The investigators calculated patient-level rates of venous thromboembolism as well as rates of imaging for VTE using data from the American Hospital Association and Medicare Compare from 2009-2010 from nearly 1 million patients discharged from 2,786 hospitals after a major surgery.
They sought to determine the association between hospital adherence to VTE reduction protocols (Surgical Care Improvement Project for VTE or SCIP-VTE-2) and risk-adjusted rates of VTE as measured by Patient Safety Indicator 12 (PSI-12) from the Agency for Healthcare Research and Quality. They also looked at how overall hospital quality scores correlated with VTE prophylaxis and risk-adjusted VTE scores.
Their findings were presented at the annual clinical congress of the American College of Surgeons and simultaneously published Oct. 7 in JAMA (2013 Oct. 7 [doi:10.1001/jama.2013.280048]).
Hospitals that adhered consistently to VTE reduction protocols paradoxically had higher PSI-12 scores, although not significantly so (P = .03). Hospitals with higher overall quality scores also adhered to VTE reduction protocols at a higher rate (93.3% in the lowest quartile vs. 95.5% in the highest) and had significantly higher risk-adjusted VTE event scores (P less than .001).

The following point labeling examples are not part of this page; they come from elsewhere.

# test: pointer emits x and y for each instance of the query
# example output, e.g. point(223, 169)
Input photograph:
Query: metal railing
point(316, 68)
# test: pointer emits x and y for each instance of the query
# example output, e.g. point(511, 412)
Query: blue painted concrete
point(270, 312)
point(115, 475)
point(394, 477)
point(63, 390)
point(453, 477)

"Most important, hospital VTE rates were associated with the intensity of detecting VTE with imaging studies," the investigators said. Mean VTE diagnostic imaging rates ranged from 32/1,000 in the lowest quartile to 167/1,000 in the highest.

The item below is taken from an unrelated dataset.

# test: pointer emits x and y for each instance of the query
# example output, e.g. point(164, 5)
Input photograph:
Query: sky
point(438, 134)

Hospitals with the lowest imaging rates diagnosed 5.0 VTEs per 1,000 discharges, compared with hospitals with the highest imaging rates diagnosing 13.5 VTEs per 1,000 discharges.
In effect, PSI-12 scores the use of VTE imaging by hospitals instead of the quality of care provided, the investigators said. Further, surveillance bias impedes quality performance improvements; thus, decision making becomes more difficult for "patients seeking to identify a high-quality hospital."
In an accompanying editorial, Dr. Edwin H. Livingston, deputy editor of JAMA, noted that hypervigilance of VTEs might further worsen care in that "the very high compliance rate with VTE prophylaxis might result from many patients receiving treatments from which they are not likely to benefit. This is because current process measures were based on older guidelines that overestimated the benefits of VTE prophylaxis" (JAMA 2013 Oct. 7 [doi:10.1001/jama.2013.280049]).
For that reason, Dr. Livingston recommended that public reporting of VTEs be "reconsidered or curtailed because few hospitals have sufficient numbers of patients to show statistically significant effects of prophylactic measures on VTE rates."
The study was funded by the AHRQ and Northwestern University. Dr. Bilimoria has received honoraria from hospitals, professional societies, and continuing medical education companies for presentation on quality improvement.